Le cerveau prédictif : pourquoi l'incertitude coûte si cher
Un rendez-vous déplacé à la dernière minute, une réunion qui déborde, un train annoncé sur une autre voie. Pour beaucoup, ces contretemps s'oublient dans la journée. Pour une personne autiste, le même petit imprévu peut coûter une énergie sans rapport avec sa taille, et laisser une trace jusqu'au soir. Ce décalage intrigue, jusqu'à ce qu'on regarde du côté de la façon dont le cerveau fabrique ses attentes.
Un cerveau qui parie
Une idée s'est imposée en neurosciences ces dernières années. Le cerveau ne se contente pas de recevoir le monde, il le devine d'avance. À chaque instant, il fabrique des prédictions sur ce qui va se passer, la suite d'une phrase, le poids d'un objet qu'on soulève, la réaction d'un visage, et il les compare à ce qui arrive vraiment. Quand les deux coïncident, tout va vite et sans effort. Quand ils divergent, le cerveau enregistre une erreur de prédiction et doit corriger, ce qui demande du travail. L'incertitude, dans ce cadre, c'est un monde qui produit beaucoup de ces écarts, donc beaucoup de corrections à payer.

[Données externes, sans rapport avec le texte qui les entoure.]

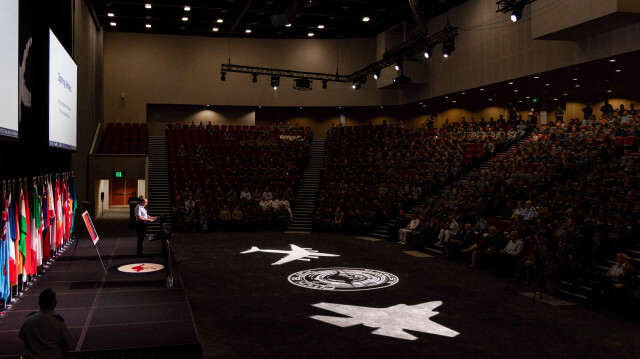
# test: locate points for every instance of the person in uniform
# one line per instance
(44, 333)
(141, 223)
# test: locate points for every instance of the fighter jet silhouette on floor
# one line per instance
(391, 321)
(296, 253)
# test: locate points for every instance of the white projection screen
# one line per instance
(63, 96)
(9, 92)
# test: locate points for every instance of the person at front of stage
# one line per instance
(141, 223)
(44, 333)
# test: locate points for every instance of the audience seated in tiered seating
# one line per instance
(577, 189)
(125, 138)
(371, 172)
(234, 177)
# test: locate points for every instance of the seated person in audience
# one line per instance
(245, 195)
(463, 240)
(448, 229)
(410, 228)
(506, 258)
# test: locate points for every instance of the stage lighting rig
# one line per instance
(513, 6)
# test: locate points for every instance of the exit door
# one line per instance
(120, 191)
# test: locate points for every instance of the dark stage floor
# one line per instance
(110, 310)
(245, 307)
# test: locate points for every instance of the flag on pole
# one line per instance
(22, 241)
(5, 251)
(36, 240)
(13, 260)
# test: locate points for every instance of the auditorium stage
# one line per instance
(109, 311)
(245, 307)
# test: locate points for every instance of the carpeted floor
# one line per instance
(244, 307)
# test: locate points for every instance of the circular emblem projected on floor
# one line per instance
(343, 279)
(140, 268)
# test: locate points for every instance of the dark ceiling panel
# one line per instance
(341, 18)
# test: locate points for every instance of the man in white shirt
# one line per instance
(141, 223)
(409, 229)
(45, 333)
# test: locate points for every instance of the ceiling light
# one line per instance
(428, 52)
(448, 46)
(517, 13)
(399, 65)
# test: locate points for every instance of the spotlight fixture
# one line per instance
(428, 52)
(275, 82)
(517, 13)
(399, 65)
(448, 46)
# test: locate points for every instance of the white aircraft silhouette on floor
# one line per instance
(391, 321)
(296, 253)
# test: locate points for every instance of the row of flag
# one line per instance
(37, 220)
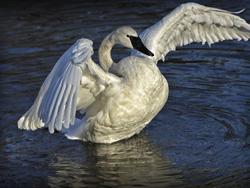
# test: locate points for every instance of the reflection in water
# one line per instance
(131, 162)
(200, 138)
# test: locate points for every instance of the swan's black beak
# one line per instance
(138, 45)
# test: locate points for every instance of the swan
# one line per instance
(120, 99)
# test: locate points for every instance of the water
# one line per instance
(201, 138)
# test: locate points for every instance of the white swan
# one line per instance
(120, 99)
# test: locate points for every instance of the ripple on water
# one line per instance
(200, 138)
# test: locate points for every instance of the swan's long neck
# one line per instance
(104, 52)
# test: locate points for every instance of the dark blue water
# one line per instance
(201, 138)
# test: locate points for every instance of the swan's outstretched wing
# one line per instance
(57, 99)
(189, 23)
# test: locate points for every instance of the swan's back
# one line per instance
(131, 104)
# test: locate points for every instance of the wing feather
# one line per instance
(56, 103)
(189, 23)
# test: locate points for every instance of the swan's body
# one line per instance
(120, 99)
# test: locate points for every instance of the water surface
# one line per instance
(200, 138)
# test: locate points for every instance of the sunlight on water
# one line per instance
(200, 138)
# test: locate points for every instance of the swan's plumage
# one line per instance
(192, 22)
(58, 97)
(120, 99)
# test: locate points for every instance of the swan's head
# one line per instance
(128, 37)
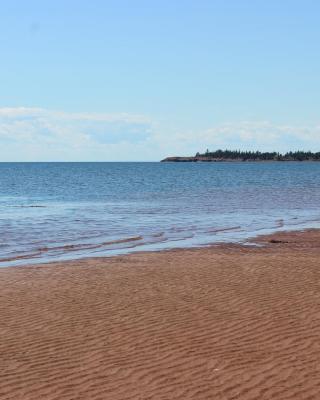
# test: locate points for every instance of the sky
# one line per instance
(141, 80)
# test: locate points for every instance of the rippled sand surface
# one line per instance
(225, 322)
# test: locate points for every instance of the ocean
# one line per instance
(62, 211)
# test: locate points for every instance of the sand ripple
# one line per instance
(226, 322)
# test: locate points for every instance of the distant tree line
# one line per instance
(260, 156)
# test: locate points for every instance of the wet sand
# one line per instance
(224, 322)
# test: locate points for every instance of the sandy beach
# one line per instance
(223, 322)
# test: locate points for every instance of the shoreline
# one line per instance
(246, 241)
(226, 321)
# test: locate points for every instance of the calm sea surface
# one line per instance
(59, 211)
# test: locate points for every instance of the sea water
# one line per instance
(61, 211)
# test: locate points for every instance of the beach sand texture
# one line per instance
(225, 322)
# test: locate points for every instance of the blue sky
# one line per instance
(140, 80)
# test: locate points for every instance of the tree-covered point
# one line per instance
(260, 156)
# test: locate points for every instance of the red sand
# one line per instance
(225, 322)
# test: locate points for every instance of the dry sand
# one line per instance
(225, 322)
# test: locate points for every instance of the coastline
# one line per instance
(225, 321)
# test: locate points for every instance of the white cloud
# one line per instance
(28, 134)
(36, 133)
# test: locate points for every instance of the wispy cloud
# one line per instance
(41, 132)
(28, 134)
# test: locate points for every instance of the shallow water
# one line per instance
(59, 211)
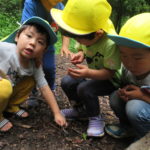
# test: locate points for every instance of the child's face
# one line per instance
(136, 60)
(30, 43)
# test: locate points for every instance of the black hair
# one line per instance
(89, 36)
(39, 29)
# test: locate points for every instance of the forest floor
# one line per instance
(39, 131)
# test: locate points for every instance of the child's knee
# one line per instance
(6, 89)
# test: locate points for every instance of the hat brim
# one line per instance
(124, 41)
(37, 20)
(57, 16)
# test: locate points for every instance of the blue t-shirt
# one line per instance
(35, 8)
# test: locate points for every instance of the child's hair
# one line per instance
(39, 29)
(89, 36)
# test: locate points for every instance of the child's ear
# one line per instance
(16, 37)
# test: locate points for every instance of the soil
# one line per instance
(39, 131)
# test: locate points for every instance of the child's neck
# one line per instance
(24, 62)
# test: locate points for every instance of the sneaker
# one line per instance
(96, 127)
(119, 132)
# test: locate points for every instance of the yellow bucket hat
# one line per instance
(84, 16)
(135, 32)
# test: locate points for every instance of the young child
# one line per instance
(87, 21)
(131, 103)
(17, 61)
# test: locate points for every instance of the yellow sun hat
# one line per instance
(84, 16)
(135, 32)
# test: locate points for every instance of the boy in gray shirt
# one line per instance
(21, 63)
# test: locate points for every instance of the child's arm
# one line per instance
(49, 97)
(82, 71)
(134, 92)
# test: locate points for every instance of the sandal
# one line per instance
(3, 123)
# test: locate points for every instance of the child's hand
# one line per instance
(81, 71)
(77, 58)
(60, 120)
(130, 92)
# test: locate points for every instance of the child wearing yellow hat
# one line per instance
(131, 103)
(19, 71)
(87, 21)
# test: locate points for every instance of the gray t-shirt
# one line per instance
(9, 64)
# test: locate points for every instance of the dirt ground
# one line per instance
(39, 131)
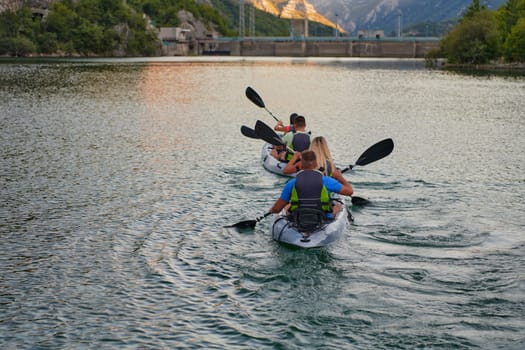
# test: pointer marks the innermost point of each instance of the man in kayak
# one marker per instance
(325, 163)
(285, 128)
(297, 140)
(311, 189)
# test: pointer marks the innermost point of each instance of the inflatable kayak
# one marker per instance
(272, 164)
(286, 230)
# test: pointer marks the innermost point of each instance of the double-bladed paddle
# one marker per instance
(248, 132)
(257, 100)
(375, 152)
(266, 133)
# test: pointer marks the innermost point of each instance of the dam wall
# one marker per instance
(394, 48)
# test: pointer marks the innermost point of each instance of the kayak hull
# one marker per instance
(284, 231)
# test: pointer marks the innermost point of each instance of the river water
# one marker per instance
(117, 177)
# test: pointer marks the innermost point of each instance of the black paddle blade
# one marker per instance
(248, 132)
(244, 224)
(375, 152)
(268, 134)
(254, 97)
(359, 201)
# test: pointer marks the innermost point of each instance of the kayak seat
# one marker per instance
(308, 219)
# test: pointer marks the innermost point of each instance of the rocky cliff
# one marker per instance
(16, 4)
(292, 9)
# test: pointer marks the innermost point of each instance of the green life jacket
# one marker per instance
(310, 192)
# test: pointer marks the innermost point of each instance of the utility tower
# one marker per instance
(252, 21)
(241, 18)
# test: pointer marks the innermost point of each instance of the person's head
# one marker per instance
(299, 122)
(292, 118)
(320, 147)
(308, 160)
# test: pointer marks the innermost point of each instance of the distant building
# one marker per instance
(369, 34)
(299, 28)
(175, 41)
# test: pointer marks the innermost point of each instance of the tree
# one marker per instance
(514, 49)
(475, 40)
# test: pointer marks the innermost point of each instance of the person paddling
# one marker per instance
(285, 128)
(297, 140)
(325, 163)
(311, 189)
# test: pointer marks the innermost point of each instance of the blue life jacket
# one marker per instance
(310, 192)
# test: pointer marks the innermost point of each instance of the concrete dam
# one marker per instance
(413, 47)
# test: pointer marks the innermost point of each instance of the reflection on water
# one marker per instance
(118, 176)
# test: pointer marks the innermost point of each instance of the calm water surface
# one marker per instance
(117, 177)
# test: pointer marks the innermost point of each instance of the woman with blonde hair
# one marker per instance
(325, 163)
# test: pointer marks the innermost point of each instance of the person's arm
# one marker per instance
(294, 165)
(284, 198)
(332, 185)
(278, 206)
(336, 174)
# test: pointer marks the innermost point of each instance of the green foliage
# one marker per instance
(483, 36)
(85, 27)
(474, 40)
(514, 49)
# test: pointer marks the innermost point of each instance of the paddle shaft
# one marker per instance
(258, 101)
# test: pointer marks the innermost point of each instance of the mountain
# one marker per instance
(354, 15)
(292, 9)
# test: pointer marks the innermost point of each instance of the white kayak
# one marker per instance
(271, 163)
(286, 231)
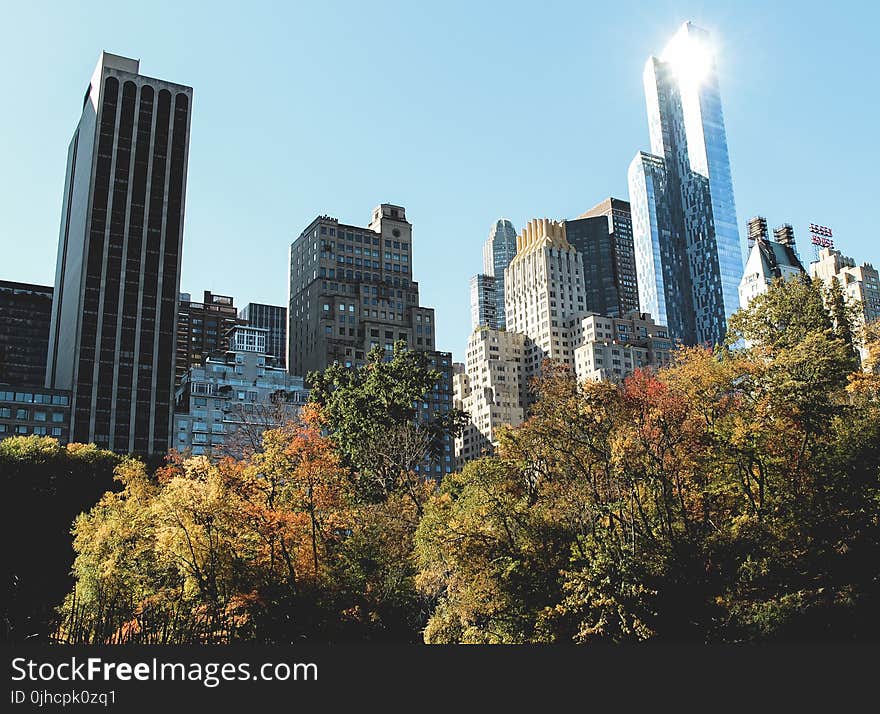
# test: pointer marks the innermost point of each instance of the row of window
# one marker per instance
(22, 414)
(34, 398)
(24, 430)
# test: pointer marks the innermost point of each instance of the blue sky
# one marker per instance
(460, 111)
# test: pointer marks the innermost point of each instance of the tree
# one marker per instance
(731, 496)
(371, 415)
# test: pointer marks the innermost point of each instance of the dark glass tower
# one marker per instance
(112, 338)
(274, 319)
(684, 217)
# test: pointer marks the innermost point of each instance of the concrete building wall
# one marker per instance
(113, 330)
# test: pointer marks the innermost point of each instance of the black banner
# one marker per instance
(388, 678)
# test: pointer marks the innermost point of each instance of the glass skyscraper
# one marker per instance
(498, 251)
(684, 218)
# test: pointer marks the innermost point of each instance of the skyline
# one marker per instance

Deux hypothèses, encore en débat
Reste à savoir pourquoi ce mécanisme fonctionnerait autrement dans l'autisme. Ici, la prudence s'impose, parce que la recherche n'a pas tranché. Deux hypothèses s'opposent. La première propose que les attentes tirées du passé pèsent moins lourd, si bien que le monde arrive plus brut, moins lissé par l'habitude. La seconde propose l'inverse par un autre chemin, les écarts entre prédiction et réalité seraient pris trop au sérieux, au point de traiter comme important ce qui n'est que du bruit. Les deux descriptions se ressemblent de loin et sont difficiles à départager, y compris sur le plan mathématique. Une grande revue rassemblant plus de quatre-vingts études conclut à un soutien nuancé, et des travaux récents trouvent tantôt un traitement prédictif intact, tantôt une difficulté à réviser ses attentes quand l'environnement change. C'est un chantier ouvert, encore loin d'une explication acquise.
Ce qui est mieux établi : le coût de l'incertitude
Une chose, en revanche, est solidement documentée. Beaucoup de personnes autistes rapportent une forte intolérance à l'incertitude, cette difficulté à supporter de ne pas savoir ce qui va arriver, et elle va de pair avec l'anxiété. Une méta-analyse retrouve un lien fort entre les deux, du même ordre que dans le reste de la population, mais à des niveaux plus élevés. Une autre, portant sur plus de huit mille personnes, relie l'incertitude, l'anxiété et le goût des routines et des répétitions. Ces liens restent des corrélations, ils ne prouvent aucun sens unique, mais ils dessinent un tableau cohérent, où le coût monte à mesure que le monde devient imprévisible, les routines servant d'amortisseur.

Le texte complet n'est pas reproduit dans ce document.